St. Walburga/Walpurga was an English nun, the niece of St. Winnibald, in the eighth century. She went with him as a missionary to Germany - hence the "nicht" version. She was trained in medicine and wrote a vita of another saint, and when Winnibald died, she took over rule of his monastery. Her relics were moved to Eisenstatt and caused a well of miraculous healing oil to flow from a rock. She apparently died on May Day, so that became her feast day.

Walpurgis Night is known as the time when witches fly to their creepy rendezvous. Apparently there's no particular connection to St. Walpurga except that May Day was a previous pagan feast day: it's not like she was known for fighting witches, or anything. The saints dictionary speculated that one of her symbols, the three ears of grain, might be a transferral of the pagan fertility stuff, but her more usual symbol is a flask of oil.
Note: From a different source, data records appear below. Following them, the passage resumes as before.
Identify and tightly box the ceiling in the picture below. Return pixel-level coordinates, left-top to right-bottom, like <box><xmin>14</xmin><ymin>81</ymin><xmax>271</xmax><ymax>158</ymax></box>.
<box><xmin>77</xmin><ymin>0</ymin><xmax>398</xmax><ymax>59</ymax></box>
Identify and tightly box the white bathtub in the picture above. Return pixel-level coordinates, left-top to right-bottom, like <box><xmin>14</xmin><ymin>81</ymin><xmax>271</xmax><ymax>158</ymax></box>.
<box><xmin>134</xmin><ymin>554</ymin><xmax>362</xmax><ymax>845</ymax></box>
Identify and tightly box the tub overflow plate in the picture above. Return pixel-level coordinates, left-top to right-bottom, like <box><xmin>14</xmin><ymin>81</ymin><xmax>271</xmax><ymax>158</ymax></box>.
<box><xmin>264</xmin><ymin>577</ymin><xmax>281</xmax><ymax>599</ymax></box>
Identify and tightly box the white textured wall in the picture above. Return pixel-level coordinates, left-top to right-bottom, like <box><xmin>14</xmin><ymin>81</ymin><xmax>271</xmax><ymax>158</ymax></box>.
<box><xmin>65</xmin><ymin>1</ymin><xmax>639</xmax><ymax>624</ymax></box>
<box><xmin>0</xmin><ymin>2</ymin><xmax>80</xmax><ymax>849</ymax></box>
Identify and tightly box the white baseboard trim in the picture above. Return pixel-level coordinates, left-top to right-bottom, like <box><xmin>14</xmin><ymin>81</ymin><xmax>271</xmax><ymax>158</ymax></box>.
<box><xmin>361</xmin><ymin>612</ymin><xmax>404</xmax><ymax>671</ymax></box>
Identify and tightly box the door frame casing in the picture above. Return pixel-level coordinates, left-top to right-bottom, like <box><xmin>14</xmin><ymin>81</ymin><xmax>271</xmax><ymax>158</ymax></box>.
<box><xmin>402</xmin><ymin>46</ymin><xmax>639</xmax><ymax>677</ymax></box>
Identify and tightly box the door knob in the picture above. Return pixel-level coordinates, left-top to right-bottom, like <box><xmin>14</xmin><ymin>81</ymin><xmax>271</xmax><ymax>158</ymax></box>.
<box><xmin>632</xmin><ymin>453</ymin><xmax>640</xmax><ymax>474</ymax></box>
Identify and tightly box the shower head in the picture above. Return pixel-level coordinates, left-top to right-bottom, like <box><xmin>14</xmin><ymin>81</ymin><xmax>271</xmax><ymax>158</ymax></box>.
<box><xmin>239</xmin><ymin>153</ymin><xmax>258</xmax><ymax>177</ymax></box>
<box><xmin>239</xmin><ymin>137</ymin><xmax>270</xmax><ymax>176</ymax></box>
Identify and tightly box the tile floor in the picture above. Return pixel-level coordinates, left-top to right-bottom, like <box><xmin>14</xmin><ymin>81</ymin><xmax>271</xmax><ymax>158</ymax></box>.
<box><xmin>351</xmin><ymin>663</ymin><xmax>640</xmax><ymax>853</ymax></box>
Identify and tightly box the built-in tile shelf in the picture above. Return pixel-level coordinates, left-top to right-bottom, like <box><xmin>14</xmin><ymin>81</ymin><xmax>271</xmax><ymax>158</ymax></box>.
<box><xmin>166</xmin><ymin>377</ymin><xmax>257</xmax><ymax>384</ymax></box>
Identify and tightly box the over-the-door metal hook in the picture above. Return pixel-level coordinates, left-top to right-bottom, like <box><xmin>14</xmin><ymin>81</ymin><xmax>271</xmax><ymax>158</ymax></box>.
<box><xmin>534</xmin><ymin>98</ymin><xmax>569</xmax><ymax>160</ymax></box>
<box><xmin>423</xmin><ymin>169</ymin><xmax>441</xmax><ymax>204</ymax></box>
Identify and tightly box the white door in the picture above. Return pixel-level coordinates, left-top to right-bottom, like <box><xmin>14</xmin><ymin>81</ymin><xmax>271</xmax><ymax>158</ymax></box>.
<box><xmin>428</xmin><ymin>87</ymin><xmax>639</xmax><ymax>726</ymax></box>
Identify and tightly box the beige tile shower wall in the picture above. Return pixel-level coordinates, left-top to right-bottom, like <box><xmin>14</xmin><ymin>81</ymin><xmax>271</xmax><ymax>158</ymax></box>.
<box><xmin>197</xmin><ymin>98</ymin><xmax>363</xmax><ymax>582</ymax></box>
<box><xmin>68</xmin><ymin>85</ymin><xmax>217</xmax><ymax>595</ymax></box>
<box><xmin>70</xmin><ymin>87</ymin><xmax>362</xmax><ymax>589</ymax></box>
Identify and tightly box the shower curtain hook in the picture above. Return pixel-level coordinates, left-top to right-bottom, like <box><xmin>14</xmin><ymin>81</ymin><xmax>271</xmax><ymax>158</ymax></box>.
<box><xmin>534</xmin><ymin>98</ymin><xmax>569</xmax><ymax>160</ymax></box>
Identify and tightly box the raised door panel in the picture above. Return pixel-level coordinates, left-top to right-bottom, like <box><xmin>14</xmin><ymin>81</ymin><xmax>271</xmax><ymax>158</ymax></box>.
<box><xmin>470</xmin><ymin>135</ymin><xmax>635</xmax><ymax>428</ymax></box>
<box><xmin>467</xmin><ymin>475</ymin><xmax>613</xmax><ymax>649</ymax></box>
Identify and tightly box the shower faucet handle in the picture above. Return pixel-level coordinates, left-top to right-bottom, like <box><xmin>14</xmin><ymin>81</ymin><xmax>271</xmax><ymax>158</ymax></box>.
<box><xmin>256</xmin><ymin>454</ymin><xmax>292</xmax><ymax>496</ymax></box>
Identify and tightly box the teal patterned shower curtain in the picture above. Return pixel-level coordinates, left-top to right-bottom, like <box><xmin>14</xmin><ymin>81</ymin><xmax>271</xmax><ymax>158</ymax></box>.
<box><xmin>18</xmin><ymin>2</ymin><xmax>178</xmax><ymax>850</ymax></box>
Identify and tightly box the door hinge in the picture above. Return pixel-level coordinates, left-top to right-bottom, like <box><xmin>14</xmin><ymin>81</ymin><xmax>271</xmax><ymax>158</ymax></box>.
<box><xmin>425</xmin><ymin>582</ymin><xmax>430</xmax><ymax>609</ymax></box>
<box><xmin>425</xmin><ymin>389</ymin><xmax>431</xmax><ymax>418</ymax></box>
So now we know. Interesting.

Friday, October 01, 2010

Dishwasher sirens (I wish they'd wash our dishes)

Hello, readers. We really are still alive. We all came down with various ailments last week - Meg's sniffles, earache, and associated distress was the most impressive (two doctor's visits), but I got the loudest cough. Jonathan was only sick one day, lucky duck. I still kind of sound like I'm dying, but basically we're healthy again. I'm grateful!

This evening, we were talking about how hard it is to keep on top of dishes, because we don't dare empty the dishwasher with Meg around. It has this magnetic attraction. She zooms straight over to it with her awesome lightning-speed crawl and starts cheerfully removing all the silverware, with a special emphasis on knives. If there is no silverware available, she'll grab plates and toss them on the floor. When thwarted, she will cling to your knees and wail.

Jonathan's take: "There are mythical Sirens living in dishwashers that sing songs only infants can hear, trying to lure them into a sudsy doom." Turns out he was reading the Nodwick blog. So timely. So true.